Nine other centers will be closed. The moves are expected to be carried out by September.
The move does not affect the Clearfield Job Corps Center, which already is run by the department through a contract with Centerville-based Management and Training Corp.
The change follows a review of the Forest Service centers that the Labor Department said found deficient performance in outcomes, costs and internal controls.
“This action creates an opportunity to serve a greater number of students at higher performing centers at a lower cost to taxpayers by modernizing and reforming part of the Job Corps program,” the announcement said.
’UNDERHANDED SIDESTEP'
But union representatives are attacking the proposal by disputing the study results and arguing it will harm the at-risk students served by the South Weber center and others like it.
The federal Agriculture and Labor secretaries “conspired to bypass congressional authority” by unilaterally closing and changing the centers, said Walter Johnston, American Federation of Government Employees Union Local 3284 vice president.
Local 3284 includes workers in South Weber.
Johnston said the “underhanded sidestep” is being appealed at the department level and also with members of Congress, including Bishop and Sens. Mike Lee and Mitt Romney.
Andy Villalpando served with the Air Force in Vietnam and Iraq and retired from the Air Force in 1991 with the rank of technical sergeant. He’s been with the Weber Basin center ever since, and he’s president of the union local.
Villalpando and Johnston disputed allegations of subpar performance, pointing to Weber Basin’s most recent audit.

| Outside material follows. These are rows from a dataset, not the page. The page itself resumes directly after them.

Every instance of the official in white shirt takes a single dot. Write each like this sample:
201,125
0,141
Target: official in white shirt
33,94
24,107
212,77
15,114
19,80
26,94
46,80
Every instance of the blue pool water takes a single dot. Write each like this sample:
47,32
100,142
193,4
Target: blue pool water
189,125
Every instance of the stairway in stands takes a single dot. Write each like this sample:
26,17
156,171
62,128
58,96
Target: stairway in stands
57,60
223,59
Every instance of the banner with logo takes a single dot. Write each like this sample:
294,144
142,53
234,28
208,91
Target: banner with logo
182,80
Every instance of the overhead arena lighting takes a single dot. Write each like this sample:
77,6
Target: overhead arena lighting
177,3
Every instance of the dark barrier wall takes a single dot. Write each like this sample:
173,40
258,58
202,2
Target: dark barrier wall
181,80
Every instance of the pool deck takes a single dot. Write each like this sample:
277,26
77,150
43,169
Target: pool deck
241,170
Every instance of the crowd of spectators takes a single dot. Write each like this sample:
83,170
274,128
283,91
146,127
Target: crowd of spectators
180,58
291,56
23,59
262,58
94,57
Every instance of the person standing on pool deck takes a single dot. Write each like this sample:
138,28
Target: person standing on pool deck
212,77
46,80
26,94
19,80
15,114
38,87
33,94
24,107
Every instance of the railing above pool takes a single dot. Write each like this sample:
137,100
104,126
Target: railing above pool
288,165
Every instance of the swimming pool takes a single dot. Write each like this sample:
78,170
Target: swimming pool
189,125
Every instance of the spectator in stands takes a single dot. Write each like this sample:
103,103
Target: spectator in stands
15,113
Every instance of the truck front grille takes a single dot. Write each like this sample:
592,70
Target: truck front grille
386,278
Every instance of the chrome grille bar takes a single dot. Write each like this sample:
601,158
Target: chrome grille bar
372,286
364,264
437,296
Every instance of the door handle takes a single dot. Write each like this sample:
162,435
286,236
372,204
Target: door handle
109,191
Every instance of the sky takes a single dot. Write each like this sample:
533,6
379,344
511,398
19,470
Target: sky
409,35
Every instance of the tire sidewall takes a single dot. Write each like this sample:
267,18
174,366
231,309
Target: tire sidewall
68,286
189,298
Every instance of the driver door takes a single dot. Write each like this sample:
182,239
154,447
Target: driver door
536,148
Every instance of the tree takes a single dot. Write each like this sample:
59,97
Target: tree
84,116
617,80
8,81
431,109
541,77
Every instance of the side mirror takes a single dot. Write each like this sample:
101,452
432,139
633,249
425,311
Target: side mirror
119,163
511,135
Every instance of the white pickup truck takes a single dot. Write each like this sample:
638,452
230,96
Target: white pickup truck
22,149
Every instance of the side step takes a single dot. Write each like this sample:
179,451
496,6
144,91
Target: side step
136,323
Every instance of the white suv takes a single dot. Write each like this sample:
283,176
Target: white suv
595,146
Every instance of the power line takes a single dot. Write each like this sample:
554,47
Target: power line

That 2018 document, available on the Job Corps national website, shows Weber Basin received a 96.6 percent performance rating. The Clearfield center rated at 96.8. Both marks were among the highest in Job Corps Region 4, based in Dallas.
“In my opinion, the contract centers have more costs than we do,” Villalpando said. “We do a lot more with less funding.”
Budget comparisons are difficult to make because contractors enjoy confidentiality for claimed trade secrets. For instance, the Labor Department granted a Standard-Examiner request for an audit of the Clearfield Jobs Corps Center last year but deleted all financial information from the document.
Bishop said he and other lawmakers would send a letter to administration officials urging a slowdown on the management changes and closures.
“I have some skepticism as to the data that was used,” Bishop said in a phone interview Wednesday afternoon. “These types of issues have come up repeatedly with Job Corps and oftentimes the data is skewed and has flaws in it.”
Bishop said he’s been a fan of Job Corps since the 1970s when he was in college and met some students from the training program.
“I became friendly with them and was really impressed with what they did there,” he said.
Bishop said the Weber Basin and Clearfield centers have proven themselves as major community successes.
“If there is going to be a change in management, the administration has got to prove there is a huge benefit,” he said. “So far I don’t think that bar has been met.”
MEMORIAL DAY ‘SLAP’ AGAINST VETERANS
Villalpando said he viewed the Labor Department’s announcement at the start of the Memorial Day weekend as a slap at veterans. Many Job Corps instructors are veterans, he said, and some will lose their jobs with this move.
Villalpando, 68, said he has seen many of his students learn maintenance trade skills including proficiency in plumbing and heating and cooling systems. Some have gone on to college after getting on their feet with a trade, he said.
He said he expects that the center’s workers, now paid on the federal scale, would be paid less under a private contractor.
Villalpando said he does not want to retire and would consider staying on if the new bosses offered him a place.
“We need to help these people,” Villalpando said of his students.